On September 7, we are launching a live online program for everyone interested in Duchenne care and research. Experts are sharing their experience and knowledge about Duchenne and Becker in relation to the brain. The full program can be found below. The livestream is available with Spanish subtitles.


Date: Monday September 7

Time: 9am EDT, 2pm GMT, 3pm CEST

Link: https://youtu.be/yuB_87NoxGU

Add invitation to calendar

The two-hour online program will be a livestream starting Monday September 7 3pm CEST. WDO Chair Elizabeth Vroom invites Prof. Mercuri, Dr. Doorenweerd, Dr. Hendriksen, Kathi Kinnett, and Prof. Muntoni to share their expertise and experience on Duchenne and Becker in relation to the brain. Next to experts in the field of DMD and BMD, we have parents explaining the impact of having a child with DMD/BMD who is experiencing learning difficulties and/or behavior problems.


Prof. Eugenio Mercuri, pediatric neurologist Policlinico Gemelli, Rome

As a pediatric neurologist specialized in neuromuscular diseases, professor Mercuri’s areas of interest include neonatal neurology and the clinical and molecular aspects of childhood neuromuscular diseases. He will share his experience and perspective as a clinician about the impact of brain involvement in DMD/BMD.
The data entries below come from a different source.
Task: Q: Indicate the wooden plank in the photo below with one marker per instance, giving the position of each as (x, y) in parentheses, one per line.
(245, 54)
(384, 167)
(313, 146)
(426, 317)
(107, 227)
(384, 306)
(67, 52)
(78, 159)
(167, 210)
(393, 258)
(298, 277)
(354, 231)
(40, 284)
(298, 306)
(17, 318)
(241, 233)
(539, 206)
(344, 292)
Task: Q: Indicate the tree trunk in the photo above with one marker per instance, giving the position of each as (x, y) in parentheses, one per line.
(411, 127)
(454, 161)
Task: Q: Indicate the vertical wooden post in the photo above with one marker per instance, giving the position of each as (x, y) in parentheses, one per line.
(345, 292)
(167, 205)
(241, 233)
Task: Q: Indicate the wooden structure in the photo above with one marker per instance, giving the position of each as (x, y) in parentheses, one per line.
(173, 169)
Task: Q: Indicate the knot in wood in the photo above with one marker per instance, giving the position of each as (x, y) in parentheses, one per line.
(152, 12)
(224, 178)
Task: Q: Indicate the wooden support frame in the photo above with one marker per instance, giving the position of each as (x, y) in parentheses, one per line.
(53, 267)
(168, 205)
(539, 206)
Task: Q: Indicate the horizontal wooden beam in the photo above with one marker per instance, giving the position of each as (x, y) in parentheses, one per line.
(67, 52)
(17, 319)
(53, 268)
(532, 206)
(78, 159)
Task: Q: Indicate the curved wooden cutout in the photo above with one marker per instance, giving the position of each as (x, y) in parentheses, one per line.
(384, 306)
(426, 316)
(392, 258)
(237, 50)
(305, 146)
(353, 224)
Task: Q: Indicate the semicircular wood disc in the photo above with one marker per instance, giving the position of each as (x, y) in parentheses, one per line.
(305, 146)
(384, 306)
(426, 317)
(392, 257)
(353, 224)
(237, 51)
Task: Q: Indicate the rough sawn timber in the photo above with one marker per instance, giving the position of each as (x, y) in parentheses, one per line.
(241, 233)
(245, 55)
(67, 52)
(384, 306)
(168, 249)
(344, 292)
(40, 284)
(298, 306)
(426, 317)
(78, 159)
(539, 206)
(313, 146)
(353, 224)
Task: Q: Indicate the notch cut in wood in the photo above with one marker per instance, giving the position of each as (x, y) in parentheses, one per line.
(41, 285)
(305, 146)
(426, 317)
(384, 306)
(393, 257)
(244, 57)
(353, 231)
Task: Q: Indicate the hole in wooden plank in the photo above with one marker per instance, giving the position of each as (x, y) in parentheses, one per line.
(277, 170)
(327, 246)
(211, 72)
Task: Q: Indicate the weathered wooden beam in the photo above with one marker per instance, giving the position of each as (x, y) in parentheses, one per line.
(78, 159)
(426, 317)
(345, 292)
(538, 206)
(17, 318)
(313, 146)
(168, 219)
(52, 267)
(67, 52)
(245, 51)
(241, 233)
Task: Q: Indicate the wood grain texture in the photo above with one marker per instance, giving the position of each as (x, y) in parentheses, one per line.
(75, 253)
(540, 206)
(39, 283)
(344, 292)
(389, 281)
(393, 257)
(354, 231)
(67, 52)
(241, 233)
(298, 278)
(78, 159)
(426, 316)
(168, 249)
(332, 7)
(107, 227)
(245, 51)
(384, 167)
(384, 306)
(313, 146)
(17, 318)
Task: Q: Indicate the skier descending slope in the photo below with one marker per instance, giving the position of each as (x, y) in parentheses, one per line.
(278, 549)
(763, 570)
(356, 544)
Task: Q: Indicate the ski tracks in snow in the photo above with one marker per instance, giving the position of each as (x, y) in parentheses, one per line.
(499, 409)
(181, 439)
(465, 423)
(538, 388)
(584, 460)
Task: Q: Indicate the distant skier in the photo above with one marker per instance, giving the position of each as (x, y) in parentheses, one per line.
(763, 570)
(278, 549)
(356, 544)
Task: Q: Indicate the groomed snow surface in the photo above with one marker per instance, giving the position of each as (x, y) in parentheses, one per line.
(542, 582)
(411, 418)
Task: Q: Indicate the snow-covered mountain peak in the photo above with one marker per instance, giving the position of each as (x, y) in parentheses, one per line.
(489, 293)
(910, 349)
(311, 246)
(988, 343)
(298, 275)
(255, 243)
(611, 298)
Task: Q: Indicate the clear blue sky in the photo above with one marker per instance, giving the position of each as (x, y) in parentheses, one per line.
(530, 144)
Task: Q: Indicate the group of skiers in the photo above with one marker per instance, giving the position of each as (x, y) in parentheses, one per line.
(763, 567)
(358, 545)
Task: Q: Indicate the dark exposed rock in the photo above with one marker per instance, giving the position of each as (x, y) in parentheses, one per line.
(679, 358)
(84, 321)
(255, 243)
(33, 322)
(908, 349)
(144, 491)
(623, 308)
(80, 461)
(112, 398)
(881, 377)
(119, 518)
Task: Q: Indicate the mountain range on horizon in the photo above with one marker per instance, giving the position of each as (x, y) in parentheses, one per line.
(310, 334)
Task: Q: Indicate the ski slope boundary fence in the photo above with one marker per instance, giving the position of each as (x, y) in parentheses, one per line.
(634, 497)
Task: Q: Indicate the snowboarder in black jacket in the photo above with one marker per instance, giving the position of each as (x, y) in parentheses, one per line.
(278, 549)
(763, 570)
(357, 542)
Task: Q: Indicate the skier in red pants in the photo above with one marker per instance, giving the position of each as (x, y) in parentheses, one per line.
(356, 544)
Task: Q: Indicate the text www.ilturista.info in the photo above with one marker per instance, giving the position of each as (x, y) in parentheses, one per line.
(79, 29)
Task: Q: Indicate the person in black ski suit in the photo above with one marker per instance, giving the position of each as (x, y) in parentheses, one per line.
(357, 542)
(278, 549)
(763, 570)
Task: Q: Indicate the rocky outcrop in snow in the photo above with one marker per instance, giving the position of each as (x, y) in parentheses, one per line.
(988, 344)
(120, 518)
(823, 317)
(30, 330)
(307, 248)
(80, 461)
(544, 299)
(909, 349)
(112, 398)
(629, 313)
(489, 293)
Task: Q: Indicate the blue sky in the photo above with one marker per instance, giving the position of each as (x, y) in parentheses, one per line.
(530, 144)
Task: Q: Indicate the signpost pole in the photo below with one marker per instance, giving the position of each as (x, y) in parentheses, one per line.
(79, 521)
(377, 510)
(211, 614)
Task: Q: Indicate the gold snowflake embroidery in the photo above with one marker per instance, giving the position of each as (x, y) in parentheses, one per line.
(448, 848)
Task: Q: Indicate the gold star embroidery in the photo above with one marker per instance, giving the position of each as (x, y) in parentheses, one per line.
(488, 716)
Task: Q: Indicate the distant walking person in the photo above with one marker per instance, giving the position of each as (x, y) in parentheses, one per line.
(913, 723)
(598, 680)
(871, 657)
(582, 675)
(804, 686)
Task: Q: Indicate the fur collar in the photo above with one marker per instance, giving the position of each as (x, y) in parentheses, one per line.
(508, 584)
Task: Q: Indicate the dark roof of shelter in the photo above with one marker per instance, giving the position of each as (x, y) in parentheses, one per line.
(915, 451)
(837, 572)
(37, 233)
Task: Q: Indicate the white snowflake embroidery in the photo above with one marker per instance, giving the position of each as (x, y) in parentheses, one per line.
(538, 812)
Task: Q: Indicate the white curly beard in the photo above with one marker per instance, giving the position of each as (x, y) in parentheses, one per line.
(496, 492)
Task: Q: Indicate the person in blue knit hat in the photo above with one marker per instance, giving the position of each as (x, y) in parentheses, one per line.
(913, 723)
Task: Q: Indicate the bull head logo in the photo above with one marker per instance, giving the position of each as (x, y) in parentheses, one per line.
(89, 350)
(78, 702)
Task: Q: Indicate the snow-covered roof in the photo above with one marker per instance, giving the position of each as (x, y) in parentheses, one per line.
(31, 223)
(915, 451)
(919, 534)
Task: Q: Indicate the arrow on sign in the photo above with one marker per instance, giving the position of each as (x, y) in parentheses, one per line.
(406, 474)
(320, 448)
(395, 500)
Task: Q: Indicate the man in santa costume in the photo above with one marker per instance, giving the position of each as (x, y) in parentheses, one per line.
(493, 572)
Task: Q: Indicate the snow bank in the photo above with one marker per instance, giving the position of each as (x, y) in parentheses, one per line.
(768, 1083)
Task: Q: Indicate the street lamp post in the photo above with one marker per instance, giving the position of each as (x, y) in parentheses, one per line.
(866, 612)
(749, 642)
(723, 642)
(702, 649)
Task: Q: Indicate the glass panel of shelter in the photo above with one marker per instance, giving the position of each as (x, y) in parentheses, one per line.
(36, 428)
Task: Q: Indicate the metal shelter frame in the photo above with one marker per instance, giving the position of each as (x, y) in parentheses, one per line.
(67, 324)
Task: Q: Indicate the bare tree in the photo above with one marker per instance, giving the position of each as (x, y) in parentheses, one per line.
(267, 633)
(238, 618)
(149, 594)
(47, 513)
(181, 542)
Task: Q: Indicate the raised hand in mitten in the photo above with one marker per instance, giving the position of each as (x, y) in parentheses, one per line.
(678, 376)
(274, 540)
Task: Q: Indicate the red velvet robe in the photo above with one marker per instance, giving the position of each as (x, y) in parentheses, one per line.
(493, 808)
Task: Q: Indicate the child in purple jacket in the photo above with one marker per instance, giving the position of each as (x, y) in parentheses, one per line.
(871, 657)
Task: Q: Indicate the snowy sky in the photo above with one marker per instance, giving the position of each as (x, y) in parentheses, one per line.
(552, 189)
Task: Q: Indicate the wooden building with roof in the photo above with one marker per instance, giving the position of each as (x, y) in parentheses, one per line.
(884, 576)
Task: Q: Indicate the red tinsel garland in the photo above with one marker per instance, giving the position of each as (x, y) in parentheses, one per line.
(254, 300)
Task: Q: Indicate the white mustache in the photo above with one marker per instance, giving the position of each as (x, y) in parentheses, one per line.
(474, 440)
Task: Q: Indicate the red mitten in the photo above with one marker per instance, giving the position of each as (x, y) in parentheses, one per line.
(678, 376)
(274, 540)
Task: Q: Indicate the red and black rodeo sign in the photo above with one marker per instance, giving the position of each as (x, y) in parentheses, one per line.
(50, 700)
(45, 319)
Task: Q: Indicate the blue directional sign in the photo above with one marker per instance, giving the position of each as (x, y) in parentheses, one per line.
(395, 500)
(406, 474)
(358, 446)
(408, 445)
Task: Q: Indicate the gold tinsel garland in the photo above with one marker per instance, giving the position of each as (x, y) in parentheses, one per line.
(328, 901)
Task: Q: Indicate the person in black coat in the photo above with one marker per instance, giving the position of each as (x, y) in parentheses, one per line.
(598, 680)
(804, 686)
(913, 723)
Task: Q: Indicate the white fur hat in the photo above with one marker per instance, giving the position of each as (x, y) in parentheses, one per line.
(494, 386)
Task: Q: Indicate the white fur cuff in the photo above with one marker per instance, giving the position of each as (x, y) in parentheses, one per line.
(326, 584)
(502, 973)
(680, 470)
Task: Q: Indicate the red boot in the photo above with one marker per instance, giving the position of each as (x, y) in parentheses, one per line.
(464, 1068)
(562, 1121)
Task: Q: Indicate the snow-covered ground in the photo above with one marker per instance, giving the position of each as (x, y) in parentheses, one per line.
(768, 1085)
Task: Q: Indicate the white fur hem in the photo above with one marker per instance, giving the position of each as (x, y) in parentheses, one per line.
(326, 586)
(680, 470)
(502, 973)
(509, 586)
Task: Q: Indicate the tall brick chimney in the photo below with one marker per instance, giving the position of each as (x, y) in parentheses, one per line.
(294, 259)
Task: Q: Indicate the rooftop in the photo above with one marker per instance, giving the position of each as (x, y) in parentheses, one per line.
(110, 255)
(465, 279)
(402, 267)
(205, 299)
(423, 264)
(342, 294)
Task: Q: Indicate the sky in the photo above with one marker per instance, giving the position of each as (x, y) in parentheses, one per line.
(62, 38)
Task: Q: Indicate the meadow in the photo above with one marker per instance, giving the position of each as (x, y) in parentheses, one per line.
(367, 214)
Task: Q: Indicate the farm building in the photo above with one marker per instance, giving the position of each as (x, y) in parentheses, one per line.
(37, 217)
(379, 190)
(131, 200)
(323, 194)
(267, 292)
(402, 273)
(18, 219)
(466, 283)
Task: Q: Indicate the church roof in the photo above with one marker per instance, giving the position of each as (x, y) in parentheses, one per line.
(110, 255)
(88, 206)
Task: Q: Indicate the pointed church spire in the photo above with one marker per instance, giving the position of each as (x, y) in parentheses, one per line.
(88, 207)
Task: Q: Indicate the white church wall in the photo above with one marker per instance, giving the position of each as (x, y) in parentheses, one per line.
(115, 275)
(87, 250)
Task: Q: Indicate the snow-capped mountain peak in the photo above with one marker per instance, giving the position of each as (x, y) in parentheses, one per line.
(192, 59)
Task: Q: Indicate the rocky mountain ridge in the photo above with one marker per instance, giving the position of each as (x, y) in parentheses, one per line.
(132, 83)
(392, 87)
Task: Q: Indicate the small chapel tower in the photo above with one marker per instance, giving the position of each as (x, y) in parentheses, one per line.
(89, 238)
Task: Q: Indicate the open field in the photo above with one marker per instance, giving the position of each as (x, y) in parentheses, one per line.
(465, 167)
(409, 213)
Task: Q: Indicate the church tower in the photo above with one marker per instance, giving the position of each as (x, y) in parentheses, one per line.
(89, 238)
François Lamy, DMD father from France 

Father of 2 children, one of them is Luka who was diagnosed with Duchenne at an early age when he already showed differences in communicative skills. Francois explains what help they needed since then to support Luka with his behavior and learning skills.

Dr. Nathalie Doorenweerd, researcher LUMC and University of Newcastle (UK)

Most families know that the fact dystrophin is missing in the brain of individuals with Duchenne is causing problems. Dr. Doorenweerd’s research is looking into the changes in the brain and brain tissue in absence of dystrophin. She’s using techniques like MRI to measure metrics such as brain volume, and perfusion (how much blood flows through the brain) in boys with DMD and BMD.

Martha Stein Carotta Henriques, DMD mother from Brazil 

Martha’s son with Duchenne muscular dystrophy was diagnosed very late. Martha will tell about their journey and explains what it means for a boy not to be understood by the outside world. 

Dr. Jos Hendriksen, neuropsychologist Kempenhaeghe (NL)

Dr. Hendriksen is a pioneer and one of the most experienced clinical neuropsychologists  in the field of DMD/BMD and brain involvement. For about 25 years he has been working on the subject which is the theme of this year’s WDAD. He is also the author of the handbook Neuropsychology of Duchenne, which is translated in 6 languages. He will present the different kinds of behavioural and learning issues we see in people with DMD/BMD, and how we can help them with the knowledge of today. Next to this he also pleas for standardization and dissemination of knowledge on this topic.

Kathi Kinnett, clinical care advisor PPMD (USA)

With a longstanding involvement in clinical care at PPMD USA and crowned godmother of Duchenne family guide, Kathi Kinnett is an expert in bringing people together to reach consensus on care and in translating these scientific guidelines to families. Kathi will talk about what she hears from families and what is needed to improve care regarding learning and behavioral issues. 

Prof. Francesco Muntoni, pediatric neurologist GOSH, London (UK)

Professor Muntoni is pediatric neurologist and director of a leading clinical and research institution for children affected by a neuromuscular disorder. He is one of the leading clinicians and researchers in DMD and BMD in the world and is also involved in the development of new treatments for DMD. He will share his experience as clinician, researcher and as the leader of the BIND consortium. He will explain what are the next steps in order to improve the understanding of Brain involvement in Dystrophinopathies (Duchenne and Becker)

Elizabeth Vroom, chair World Duchenne Organization (NL)

Mother of a son with Duchenne muscular dystrophy. She has a longstanding interest in improving Duchenne care including earlier diagnosis, early screening for neuropsychological issues and adequate support and treatment for those affected.